La campagne aux environs de Valdivia est un véritable jardin anglais, entrecoupé de bosquets, de pommiers, de bois taillis et de minces cours d’eau qui tous vont se jeter dans le fleuve.

Il fut facile au général de dissimuler entièrement sa présence.

Deux soldats furent détachés en éclaireurs afin d’apprendre des nouvelles.

Au bout de quelques instants ils revinrent ; les abords de la ville étaient solitaires ; les insurgés avaient refoulé les troupes dans l’intérieur, et au dire des batteurs d’estrade, avec l’imprudence de bourgeois métamorphosés tout à coup en hommes de guerre, ils n’avaient pas laissé de réserve ni même placé des sentinelles pour assurer leurs derrières et se garantir d’une surprise.

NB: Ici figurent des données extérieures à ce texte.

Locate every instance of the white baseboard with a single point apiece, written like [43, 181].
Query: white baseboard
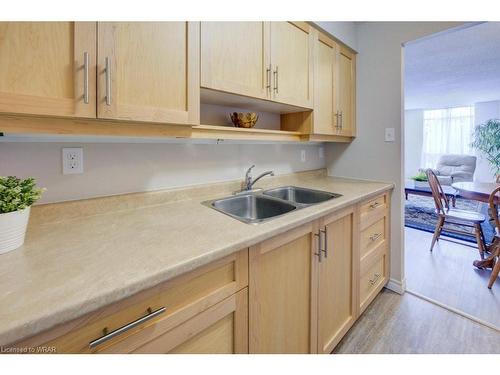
[396, 285]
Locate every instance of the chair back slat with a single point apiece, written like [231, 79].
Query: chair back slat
[494, 208]
[440, 198]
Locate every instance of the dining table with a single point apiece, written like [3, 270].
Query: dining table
[479, 191]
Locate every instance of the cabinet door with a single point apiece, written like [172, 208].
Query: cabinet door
[222, 329]
[282, 287]
[336, 291]
[292, 63]
[346, 106]
[235, 57]
[325, 86]
[48, 68]
[149, 71]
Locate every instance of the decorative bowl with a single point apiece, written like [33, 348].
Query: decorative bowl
[244, 120]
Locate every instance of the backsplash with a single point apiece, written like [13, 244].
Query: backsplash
[117, 168]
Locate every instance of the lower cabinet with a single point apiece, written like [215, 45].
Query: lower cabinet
[282, 284]
[297, 292]
[337, 279]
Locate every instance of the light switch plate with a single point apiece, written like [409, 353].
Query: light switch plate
[390, 134]
[72, 160]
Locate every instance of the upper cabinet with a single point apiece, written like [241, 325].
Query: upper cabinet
[235, 57]
[148, 71]
[263, 60]
[346, 88]
[292, 63]
[48, 68]
[335, 91]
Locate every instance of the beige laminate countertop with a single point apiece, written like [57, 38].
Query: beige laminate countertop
[80, 256]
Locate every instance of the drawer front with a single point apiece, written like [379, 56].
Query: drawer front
[375, 207]
[373, 236]
[182, 298]
[373, 278]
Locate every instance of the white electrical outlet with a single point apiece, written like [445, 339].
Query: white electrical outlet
[390, 135]
[72, 160]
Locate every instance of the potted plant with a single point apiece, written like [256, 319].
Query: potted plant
[16, 198]
[420, 179]
[486, 138]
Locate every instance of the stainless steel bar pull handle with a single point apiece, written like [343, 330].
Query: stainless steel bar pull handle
[325, 241]
[319, 245]
[108, 81]
[108, 336]
[86, 77]
[276, 78]
[268, 77]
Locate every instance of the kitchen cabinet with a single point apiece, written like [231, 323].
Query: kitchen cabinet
[48, 68]
[282, 284]
[263, 60]
[374, 248]
[346, 88]
[292, 63]
[335, 80]
[235, 57]
[337, 302]
[148, 71]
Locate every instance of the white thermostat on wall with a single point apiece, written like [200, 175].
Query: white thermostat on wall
[390, 134]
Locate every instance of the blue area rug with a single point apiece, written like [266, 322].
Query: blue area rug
[419, 214]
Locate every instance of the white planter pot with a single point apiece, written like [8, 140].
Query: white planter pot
[13, 229]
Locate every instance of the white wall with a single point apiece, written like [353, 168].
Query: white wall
[483, 112]
[343, 31]
[114, 168]
[414, 136]
[379, 105]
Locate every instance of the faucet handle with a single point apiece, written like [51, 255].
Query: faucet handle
[249, 171]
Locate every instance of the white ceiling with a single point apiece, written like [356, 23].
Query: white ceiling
[452, 69]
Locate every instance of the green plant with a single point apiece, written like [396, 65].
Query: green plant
[421, 176]
[486, 138]
[17, 194]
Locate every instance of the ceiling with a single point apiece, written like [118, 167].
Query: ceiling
[452, 69]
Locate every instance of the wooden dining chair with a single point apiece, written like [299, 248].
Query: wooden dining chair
[495, 246]
[447, 215]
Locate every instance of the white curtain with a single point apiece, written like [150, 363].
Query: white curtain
[446, 131]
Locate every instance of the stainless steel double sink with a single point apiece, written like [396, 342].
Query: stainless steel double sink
[255, 208]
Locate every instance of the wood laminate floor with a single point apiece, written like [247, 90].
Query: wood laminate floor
[447, 275]
[407, 324]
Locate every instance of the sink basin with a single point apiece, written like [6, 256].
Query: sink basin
[252, 208]
[300, 195]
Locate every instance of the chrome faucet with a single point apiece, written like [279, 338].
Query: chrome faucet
[249, 181]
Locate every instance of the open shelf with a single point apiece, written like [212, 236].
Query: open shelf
[227, 132]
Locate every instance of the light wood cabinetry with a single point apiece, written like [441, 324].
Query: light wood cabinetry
[48, 68]
[338, 270]
[335, 91]
[148, 71]
[235, 57]
[374, 248]
[263, 60]
[282, 285]
[297, 292]
[292, 63]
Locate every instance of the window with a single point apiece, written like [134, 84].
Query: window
[446, 131]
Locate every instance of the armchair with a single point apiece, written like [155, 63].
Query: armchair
[455, 168]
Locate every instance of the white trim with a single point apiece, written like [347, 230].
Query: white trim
[456, 311]
[396, 285]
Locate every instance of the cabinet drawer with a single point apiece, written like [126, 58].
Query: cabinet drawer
[374, 208]
[373, 278]
[182, 297]
[373, 236]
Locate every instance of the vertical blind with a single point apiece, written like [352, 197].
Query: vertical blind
[446, 131]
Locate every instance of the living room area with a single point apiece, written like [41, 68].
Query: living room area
[452, 170]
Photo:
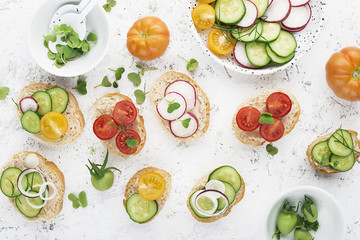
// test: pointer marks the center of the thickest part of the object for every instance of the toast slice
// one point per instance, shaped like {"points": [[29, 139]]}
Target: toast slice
{"points": [[330, 170], [72, 113], [259, 101], [106, 105], [132, 187], [52, 174], [201, 185], [201, 110]]}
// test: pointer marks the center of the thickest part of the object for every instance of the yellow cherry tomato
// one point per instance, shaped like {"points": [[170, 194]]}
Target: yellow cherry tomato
{"points": [[53, 125], [221, 42], [203, 16], [151, 186]]}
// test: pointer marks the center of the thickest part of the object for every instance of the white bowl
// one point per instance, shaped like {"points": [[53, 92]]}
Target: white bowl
{"points": [[331, 219], [96, 22], [305, 39]]}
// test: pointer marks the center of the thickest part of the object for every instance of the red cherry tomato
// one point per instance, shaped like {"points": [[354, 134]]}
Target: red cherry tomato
{"points": [[103, 129], [121, 141], [272, 132], [247, 119], [124, 113], [278, 104]]}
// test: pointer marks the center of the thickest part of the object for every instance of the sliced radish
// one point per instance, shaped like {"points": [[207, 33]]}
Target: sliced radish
{"points": [[250, 15], [277, 11], [28, 103], [186, 89], [164, 108], [298, 18], [241, 57]]}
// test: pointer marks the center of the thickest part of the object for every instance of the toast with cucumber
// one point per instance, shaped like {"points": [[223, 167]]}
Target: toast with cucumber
{"points": [[51, 113], [146, 194], [215, 194], [34, 186], [335, 152], [181, 105]]}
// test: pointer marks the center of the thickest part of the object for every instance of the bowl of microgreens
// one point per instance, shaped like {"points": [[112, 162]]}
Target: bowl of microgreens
{"points": [[62, 51]]}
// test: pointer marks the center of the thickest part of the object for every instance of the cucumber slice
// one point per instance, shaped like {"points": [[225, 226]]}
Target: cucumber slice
{"points": [[342, 164], [227, 174], [321, 153], [270, 32], [256, 53], [59, 99], [44, 101], [275, 58], [284, 45], [8, 182], [30, 121], [338, 142], [25, 208], [230, 11], [140, 210]]}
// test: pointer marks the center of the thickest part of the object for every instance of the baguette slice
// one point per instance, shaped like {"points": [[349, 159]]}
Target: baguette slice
{"points": [[259, 101], [201, 185], [52, 174], [132, 187], [330, 170], [106, 105], [201, 110], [72, 113]]}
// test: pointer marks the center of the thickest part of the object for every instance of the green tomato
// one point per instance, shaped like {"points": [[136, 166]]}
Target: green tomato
{"points": [[104, 183]]}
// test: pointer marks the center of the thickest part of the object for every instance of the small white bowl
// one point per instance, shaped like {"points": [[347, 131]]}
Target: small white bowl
{"points": [[96, 22], [331, 218]]}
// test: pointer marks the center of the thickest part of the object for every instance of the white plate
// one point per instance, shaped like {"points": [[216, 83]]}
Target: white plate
{"points": [[305, 39], [331, 219]]}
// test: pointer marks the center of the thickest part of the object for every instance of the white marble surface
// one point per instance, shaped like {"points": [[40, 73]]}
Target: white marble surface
{"points": [[265, 176]]}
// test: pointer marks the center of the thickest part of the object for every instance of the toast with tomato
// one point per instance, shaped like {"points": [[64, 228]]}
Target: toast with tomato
{"points": [[276, 104], [118, 124]]}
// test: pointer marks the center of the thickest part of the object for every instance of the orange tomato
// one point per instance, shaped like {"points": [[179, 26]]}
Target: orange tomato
{"points": [[148, 38], [203, 16], [343, 73], [151, 186], [221, 42], [53, 125]]}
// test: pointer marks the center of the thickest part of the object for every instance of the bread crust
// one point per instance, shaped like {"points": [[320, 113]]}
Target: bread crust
{"points": [[72, 113], [132, 187], [330, 170], [106, 105], [201, 110], [259, 101]]}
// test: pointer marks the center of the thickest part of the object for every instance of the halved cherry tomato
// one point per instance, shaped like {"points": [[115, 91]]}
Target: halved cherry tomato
{"points": [[53, 125], [151, 185], [278, 104], [272, 132], [247, 119], [124, 113], [203, 16], [121, 141], [103, 129]]}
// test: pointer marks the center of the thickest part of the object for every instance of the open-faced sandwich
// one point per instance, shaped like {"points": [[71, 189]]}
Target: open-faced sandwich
{"points": [[335, 152], [51, 113], [266, 117], [146, 194], [182, 106], [215, 194], [117, 123], [34, 185]]}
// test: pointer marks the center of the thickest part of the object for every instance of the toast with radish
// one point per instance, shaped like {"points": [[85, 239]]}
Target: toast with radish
{"points": [[38, 177], [118, 124], [277, 107], [182, 106], [215, 194]]}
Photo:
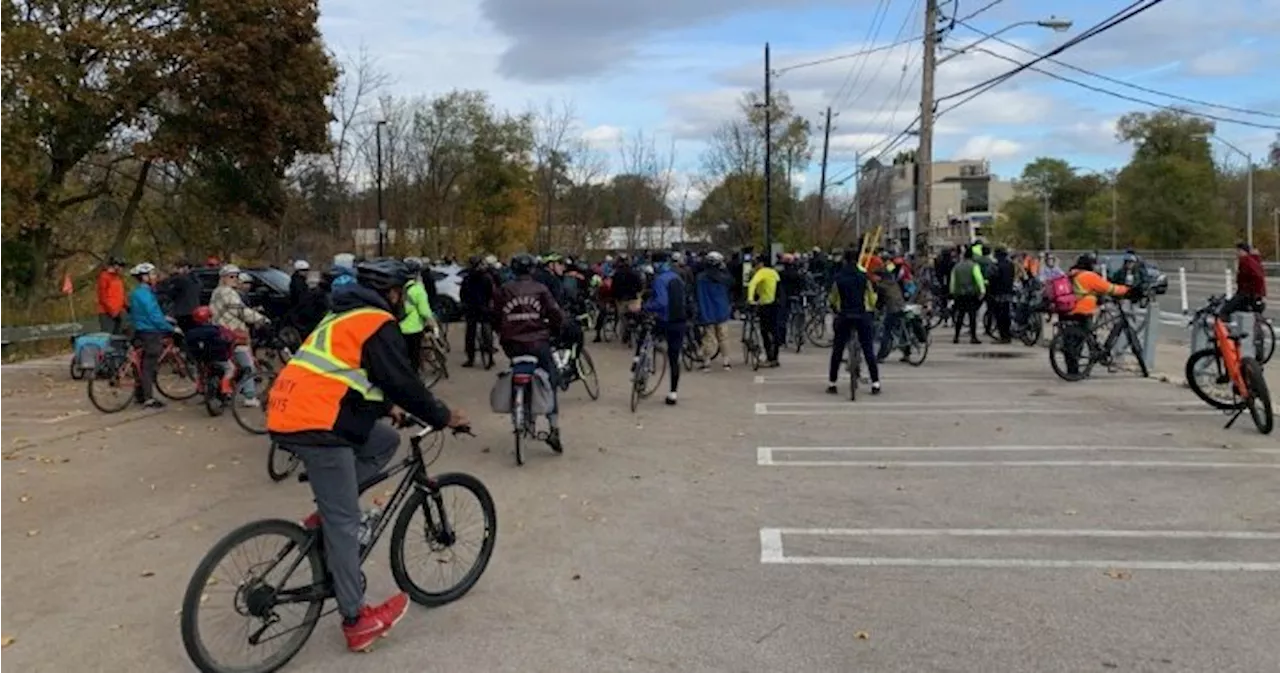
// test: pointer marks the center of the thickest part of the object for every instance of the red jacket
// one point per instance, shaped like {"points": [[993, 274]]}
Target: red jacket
{"points": [[110, 293], [1251, 280]]}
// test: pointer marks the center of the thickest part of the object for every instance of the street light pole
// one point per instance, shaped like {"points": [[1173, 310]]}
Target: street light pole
{"points": [[382, 216]]}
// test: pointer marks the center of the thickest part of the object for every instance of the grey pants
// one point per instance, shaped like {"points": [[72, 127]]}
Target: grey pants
{"points": [[334, 474]]}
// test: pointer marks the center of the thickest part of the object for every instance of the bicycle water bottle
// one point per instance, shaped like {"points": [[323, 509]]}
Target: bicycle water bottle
{"points": [[368, 522]]}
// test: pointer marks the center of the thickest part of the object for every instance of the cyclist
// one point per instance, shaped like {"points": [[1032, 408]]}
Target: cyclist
{"points": [[150, 326], [1088, 285], [849, 298], [419, 316], [668, 303], [325, 408], [762, 292], [476, 293], [231, 311], [525, 317], [1251, 283]]}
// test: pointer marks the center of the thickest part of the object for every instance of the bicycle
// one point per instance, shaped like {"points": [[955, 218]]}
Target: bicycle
{"points": [[434, 365], [524, 412], [691, 351], [648, 369], [1093, 352], [120, 371], [753, 351], [1248, 385], [259, 598]]}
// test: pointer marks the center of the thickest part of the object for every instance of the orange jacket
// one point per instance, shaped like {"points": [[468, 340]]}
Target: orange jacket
{"points": [[1088, 285], [110, 293]]}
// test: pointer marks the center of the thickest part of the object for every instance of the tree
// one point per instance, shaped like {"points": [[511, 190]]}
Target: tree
{"points": [[1168, 190]]}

Ces nouvelles, au lieu de rendre la sécurité au général, lui firent froncer les sourcils ; il pressentit un piège et, tandis que ses officiers faisaient des gorges chaudes à propos de la tactique savante des insurgés, il jugea nécessaire de redoubler de précautions.

Les troupes furent divisées en deux corps qui devaient au besoin se soutenir l’un l’autre ; et, comme on attaquait une ville entièrement barricadée, les lanceros eurent ordre de mettre pied à terre pour renforcer l’infanterie ; seulement un escadron d’une centaine de cavaliers resta en selle, caché à vingt-cinq mètres de la place, afin de soutenir la retraite ou de sabrer les fuyards si la surprise réussissait.

Ces dispositions prises, le général fit une chaleureuse allocution à ses soldats, auxquels il promit en cas de succès le sac de la ville, puis il se plaça en tête du premier détachement et donna l’ordre de marcher en avant.

Les troupes s’avancèrent alors à l’indienne, s’abritant derrière chaque pli de terrain et chaque arbre qui se trouvait devant eux.

Ils arrivèrent ainsi sans avoir donné l’éveil jusqu’à portée de pistolet de la place.

Le silence morne qui continuait à régner autour de lui, la tranquillité parfaite des alentours de la ville, contrastaient d’une façon lugubre avec la fusillade et le bruit de la canonnade qui se faisaient d’instants en instants plus intenses dans l’intérieur, et redoublaient les inquiétudes du général.

Un sombre pressentiment l’avertissait qu’il était menacé d’un grand danger, qu’il ne savait comment éviter, puisqu’il ignorait de quelle sorte il était.

Toute hésitation à ce moment suprême pouvait entraîner des malheurs irréparables.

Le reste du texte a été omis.